The USD/JPY pair ran through some fresh offers just ahead of mid-109.00s and turned lower for the fourth consecutive session, albeit has held above four-month lows touched on Friday.

Currently flirting with the 109.00 handle, the pair was being weighed down by the prevailing risk-off environment, led by rising geopolitical tensions between the US and N. Korea. The global flight to safety has been driving investors' away from perceived riskier assets - like equities and boosting demand for traditional safe-haven assets, including the Japanese Yen. 

Even a mildly softer tone around the US Treasury bond yields did little to lend any immediate support, while a modest pickup in the US Dollar demand helped limit further losses, at least for the time being. 

In absence of any major market moving economic releases on Monday, the pair remains at the mercy of broader market risk sentiment.

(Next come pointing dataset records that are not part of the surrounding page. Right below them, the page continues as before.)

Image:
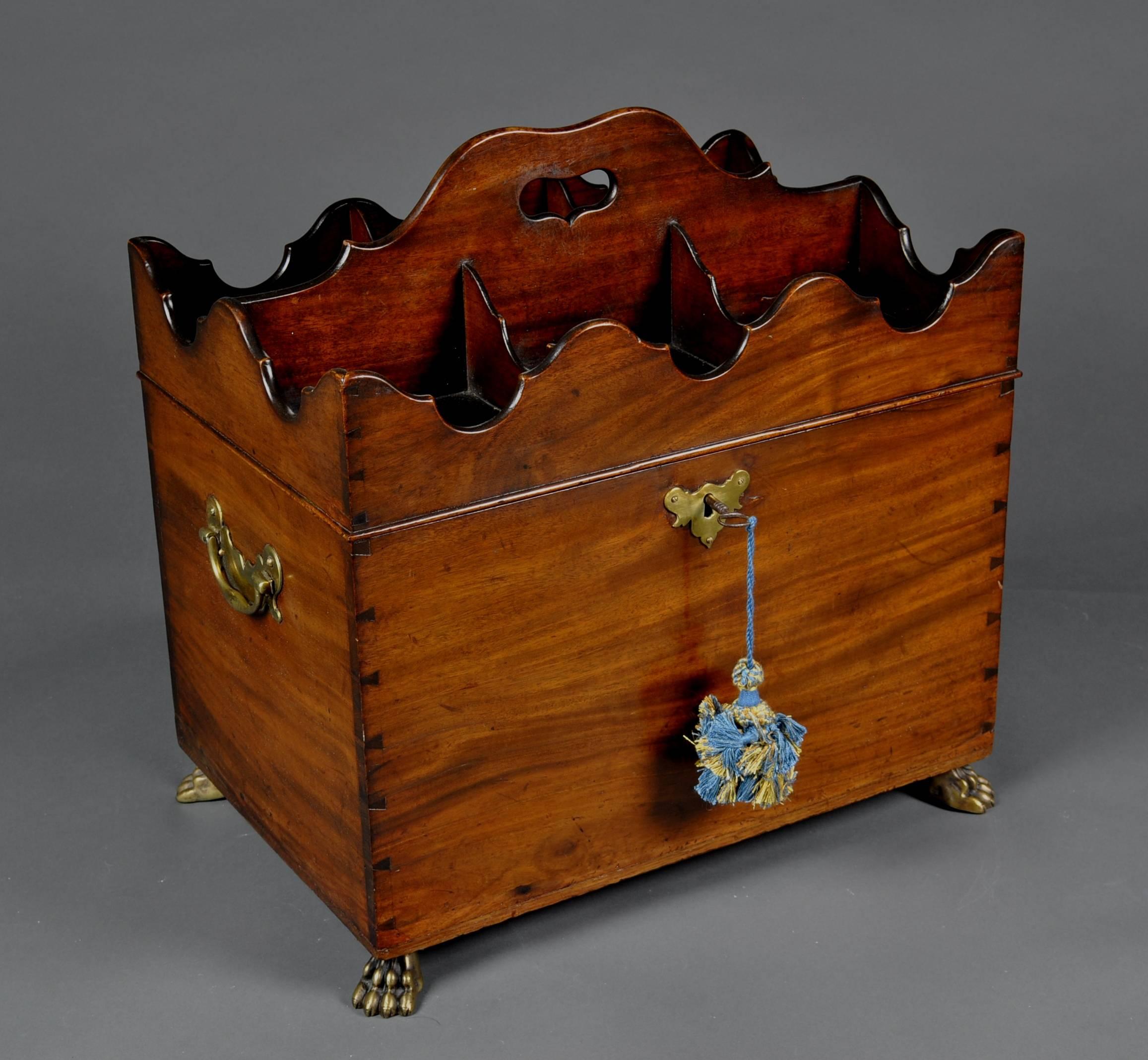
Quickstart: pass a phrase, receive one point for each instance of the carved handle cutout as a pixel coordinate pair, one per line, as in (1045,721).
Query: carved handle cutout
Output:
(569,198)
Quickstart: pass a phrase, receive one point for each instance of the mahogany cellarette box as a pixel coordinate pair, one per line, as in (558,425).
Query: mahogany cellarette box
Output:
(437,629)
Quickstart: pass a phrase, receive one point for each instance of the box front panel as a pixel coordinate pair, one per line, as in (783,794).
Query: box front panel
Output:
(265,709)
(531,672)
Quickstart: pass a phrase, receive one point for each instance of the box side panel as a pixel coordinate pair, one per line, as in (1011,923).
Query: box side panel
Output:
(532,671)
(267,710)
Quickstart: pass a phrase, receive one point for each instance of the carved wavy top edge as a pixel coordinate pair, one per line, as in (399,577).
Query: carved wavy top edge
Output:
(231,306)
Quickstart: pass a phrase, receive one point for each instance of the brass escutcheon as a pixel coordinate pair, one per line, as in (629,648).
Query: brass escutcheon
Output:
(251,589)
(690,508)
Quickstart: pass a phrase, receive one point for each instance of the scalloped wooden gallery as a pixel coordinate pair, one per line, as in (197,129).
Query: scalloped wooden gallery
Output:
(439,451)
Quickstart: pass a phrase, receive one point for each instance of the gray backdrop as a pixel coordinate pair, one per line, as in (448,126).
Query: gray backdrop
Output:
(133,927)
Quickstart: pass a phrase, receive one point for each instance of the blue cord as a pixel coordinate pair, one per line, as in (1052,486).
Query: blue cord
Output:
(750,545)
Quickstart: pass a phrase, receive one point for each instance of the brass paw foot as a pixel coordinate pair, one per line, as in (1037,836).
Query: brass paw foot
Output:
(196,788)
(389,986)
(962,790)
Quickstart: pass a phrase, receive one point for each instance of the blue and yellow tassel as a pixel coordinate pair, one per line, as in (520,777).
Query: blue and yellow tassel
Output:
(747,751)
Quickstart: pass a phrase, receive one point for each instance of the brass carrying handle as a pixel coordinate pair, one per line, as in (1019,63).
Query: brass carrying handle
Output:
(251,589)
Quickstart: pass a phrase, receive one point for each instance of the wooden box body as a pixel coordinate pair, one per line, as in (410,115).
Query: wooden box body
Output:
(458,432)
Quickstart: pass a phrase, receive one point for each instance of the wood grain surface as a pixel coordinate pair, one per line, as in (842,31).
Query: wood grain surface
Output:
(268,711)
(529,672)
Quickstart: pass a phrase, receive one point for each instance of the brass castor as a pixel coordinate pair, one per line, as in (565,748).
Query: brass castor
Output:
(964,790)
(389,986)
(196,788)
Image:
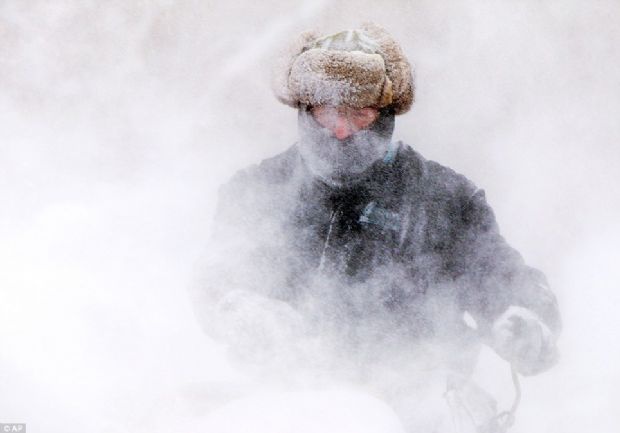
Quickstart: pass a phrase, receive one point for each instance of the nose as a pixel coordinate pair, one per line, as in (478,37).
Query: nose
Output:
(342,128)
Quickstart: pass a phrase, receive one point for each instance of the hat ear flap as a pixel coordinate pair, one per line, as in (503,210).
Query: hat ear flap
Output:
(397,67)
(283,64)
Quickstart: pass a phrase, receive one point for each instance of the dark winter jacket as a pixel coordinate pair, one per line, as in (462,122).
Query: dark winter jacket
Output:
(405,252)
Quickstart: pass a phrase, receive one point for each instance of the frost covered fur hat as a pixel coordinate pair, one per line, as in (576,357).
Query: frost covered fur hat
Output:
(360,68)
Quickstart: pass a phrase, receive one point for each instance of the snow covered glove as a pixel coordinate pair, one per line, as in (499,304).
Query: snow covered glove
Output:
(521,338)
(258,328)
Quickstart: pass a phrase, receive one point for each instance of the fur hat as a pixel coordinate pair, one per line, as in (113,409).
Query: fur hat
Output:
(359,68)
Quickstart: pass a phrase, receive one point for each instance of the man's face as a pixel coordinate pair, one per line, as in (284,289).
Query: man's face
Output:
(344,121)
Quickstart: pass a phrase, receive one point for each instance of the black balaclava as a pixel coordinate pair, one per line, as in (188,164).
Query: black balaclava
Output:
(341,163)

The key focus, however, would remain on the Fed’s annual central bank symposium in Jackson Hole, where comments on the major central bank's monetary policy outlook would help determine the pair's next leg of directional move. 

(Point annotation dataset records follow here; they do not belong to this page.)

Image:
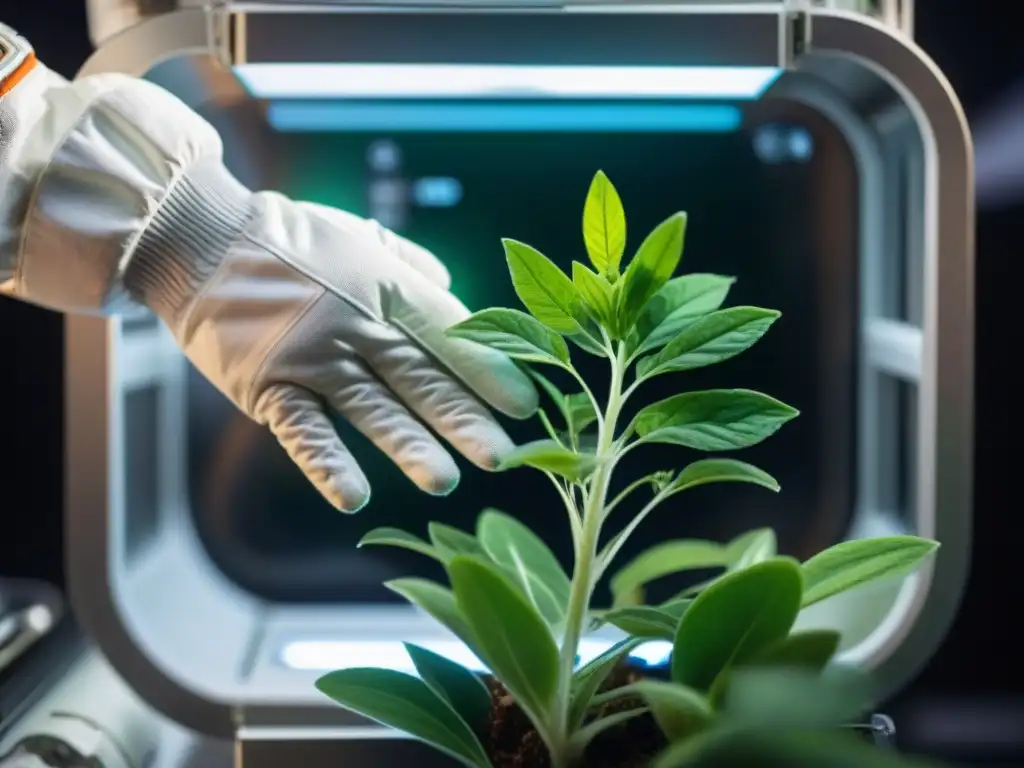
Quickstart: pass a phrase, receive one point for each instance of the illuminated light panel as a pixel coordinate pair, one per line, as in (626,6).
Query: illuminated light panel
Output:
(324,655)
(501,81)
(504,118)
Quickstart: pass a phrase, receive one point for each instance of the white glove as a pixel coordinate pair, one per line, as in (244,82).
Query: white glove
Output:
(291,309)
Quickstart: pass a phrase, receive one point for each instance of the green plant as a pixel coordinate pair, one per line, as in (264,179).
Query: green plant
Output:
(510,600)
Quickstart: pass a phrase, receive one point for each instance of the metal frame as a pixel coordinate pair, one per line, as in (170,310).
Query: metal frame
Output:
(151,651)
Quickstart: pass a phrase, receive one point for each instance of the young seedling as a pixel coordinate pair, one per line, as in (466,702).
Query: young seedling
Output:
(510,600)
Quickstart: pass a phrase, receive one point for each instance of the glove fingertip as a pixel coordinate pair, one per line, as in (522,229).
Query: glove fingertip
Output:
(519,398)
(346,496)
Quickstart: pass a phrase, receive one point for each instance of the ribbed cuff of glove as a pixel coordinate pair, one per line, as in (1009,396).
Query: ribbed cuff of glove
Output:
(201,217)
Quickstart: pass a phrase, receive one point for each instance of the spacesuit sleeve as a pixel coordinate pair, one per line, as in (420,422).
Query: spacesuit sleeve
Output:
(84,168)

   •  US: White House drama overshadows Jackson Hole - ING

Technical outlook

Omkar Godbole, Analyst and Editor at FXStreet writes, "a break above the falling trend line on the price chart would open doors for intraday rally to 109.78 [1-hour 200-MA] and 110.00 [1-hour 100-MA]."

"Failure at the descending trend line on the 1-hour, followed by an end of the day close below 108.60 would revive the bigger bearish trend" he added.